Update, more details

Here’s a really slimmed down version of the same situation, breaking all links with IEnumerable, declaring everything ourselves from scratch, so we can see what’s happening.

public class R1 { }
public class R2 { }
public interface I<T> { }
public class C1<T> : I<T> { }
public class C2 : C1<R1>, I<R2> { }

class Program
{
    public static I<T> M<T>(I<T> i) { return i; }

    static void Main(string[] args)
    {
        var c2 = new C2();
        var v = M(c2); // Compiler error - no definition for M
    }
}

R1 and R2 are like the two record classes. In your version, R2 inherits R1 – but that’s not relevant to this issue, so I’ve omitted it. I<T> is the generic interface, standing in for IEnumerable<T>. But my version has no methods! They also aren’t relevant to this issue.

Then I’ve collapsed your collection class inheritance system down to just two layers. The base class C1 implements I<T>, and then a derived class C2 chooses to ask C2 to implement I<R1> and then also implements I<R2> directly. The number of layers makes no difference either. Nor do type constraints declared with where, so they are also omitted here.

The upshot is that C2 has two implementations of I<T>: I<R1> and I<R2>. One it inherits from C1, the other it adds itself.

Finally I’ve got a method M, which stands in for Where in Linq. It doesn’t need to be an extension method to show the issue, so I’ve made it an ordinary static method for clarity.

So when we come to call our method M, the compiler has to figure out what T is. It does this by looking at what we’ve passed as the only parameter to the method, which has to support I<T>. Unfortunately, we’re passing something that supports I<R1> and I<R2>, so how can the type inference process make a choice between them? It can’t.

As my interface has no methods, clearly putting new in front of a method isn’t going to help me, and that’s why it doesn’t help you. The issue is not deciding which method in an interface to call, but whether to treat the argument to M as I<R1> or I<R2>.
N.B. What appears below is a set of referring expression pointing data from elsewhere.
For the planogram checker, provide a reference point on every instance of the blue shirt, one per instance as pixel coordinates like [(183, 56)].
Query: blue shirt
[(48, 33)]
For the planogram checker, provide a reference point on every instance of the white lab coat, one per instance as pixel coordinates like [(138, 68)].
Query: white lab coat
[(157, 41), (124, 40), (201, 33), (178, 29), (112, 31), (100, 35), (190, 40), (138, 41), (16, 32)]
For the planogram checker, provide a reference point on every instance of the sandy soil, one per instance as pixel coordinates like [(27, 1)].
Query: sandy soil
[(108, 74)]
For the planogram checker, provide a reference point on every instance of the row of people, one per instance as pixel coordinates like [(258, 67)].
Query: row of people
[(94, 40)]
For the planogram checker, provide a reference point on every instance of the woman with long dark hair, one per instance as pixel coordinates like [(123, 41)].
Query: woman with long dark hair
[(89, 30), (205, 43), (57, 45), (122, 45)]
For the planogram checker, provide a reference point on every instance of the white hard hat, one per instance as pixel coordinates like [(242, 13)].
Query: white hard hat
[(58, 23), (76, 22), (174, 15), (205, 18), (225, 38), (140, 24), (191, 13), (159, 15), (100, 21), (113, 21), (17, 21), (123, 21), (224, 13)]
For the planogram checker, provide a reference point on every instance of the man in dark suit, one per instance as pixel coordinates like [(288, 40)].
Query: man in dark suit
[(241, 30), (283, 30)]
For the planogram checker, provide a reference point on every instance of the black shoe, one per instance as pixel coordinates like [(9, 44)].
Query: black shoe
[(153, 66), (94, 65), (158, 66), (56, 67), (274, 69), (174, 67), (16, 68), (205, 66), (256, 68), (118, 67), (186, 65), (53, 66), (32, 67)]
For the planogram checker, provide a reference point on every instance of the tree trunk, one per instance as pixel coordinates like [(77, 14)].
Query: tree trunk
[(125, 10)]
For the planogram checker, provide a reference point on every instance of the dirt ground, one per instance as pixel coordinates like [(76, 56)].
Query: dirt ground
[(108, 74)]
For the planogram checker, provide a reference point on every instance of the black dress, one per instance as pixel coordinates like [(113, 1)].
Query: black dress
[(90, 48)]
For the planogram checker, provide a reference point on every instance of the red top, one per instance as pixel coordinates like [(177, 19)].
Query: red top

Why doesn’t the compiler report this as a type inference problem? According to the C# 3.0 spec, it just doesn’t – type inference runs first, to produce a set of available overloads, and then overload resolution runs to pick the best choice. If type inference cannot decide between two possible expansions of a generic method, it eliminates both, so overload resolution never even sees them, so the error message says there isn’t any applicable method called M.

(But if you have Resharper, it has its own compiler that it uses to give more detailed errors in the IDE, and in this case it says specifically: “The type arguments for method M cannot be inferred from the usage”.)

Now, why is foreach different? Because it’s not even type safe! It dates back to before generics were added. It doesn’t even look at interfaces. It just looks for a public method called GetEnumerator in whatever type it loops through. For example:

public class C
{
    public IEnumerator GetEnumerator() { return null; }
}

That’s a perfectly good collection as far as the compiler is concerned! (Of course it will blow up at runtime because it returns a null IEnumerator.) But note the absence of IEnumerable or any generics. This means that foreach does an implicit cast.

So to relate this to your code, you have a “down cast” from BaseRecord to DerivedRecord, which you implement with the Cast operator from Linq. Well, foreach does that for you anyway. In my example above, C is effectively a collection of items of type object. And yet I can write:

foreach (string item in new C())
{
    Console.WriteLine(item.Length);
}

The compiler happily inserts a silent cast from object to string. Those items could be anything at all… Yuck!

This is why the advent of var is great – always use var to declare your foreach loop variable, and that way the compiler will not insert a cast. It will make the variable be of the most specific type it can infer from the collection at compile time.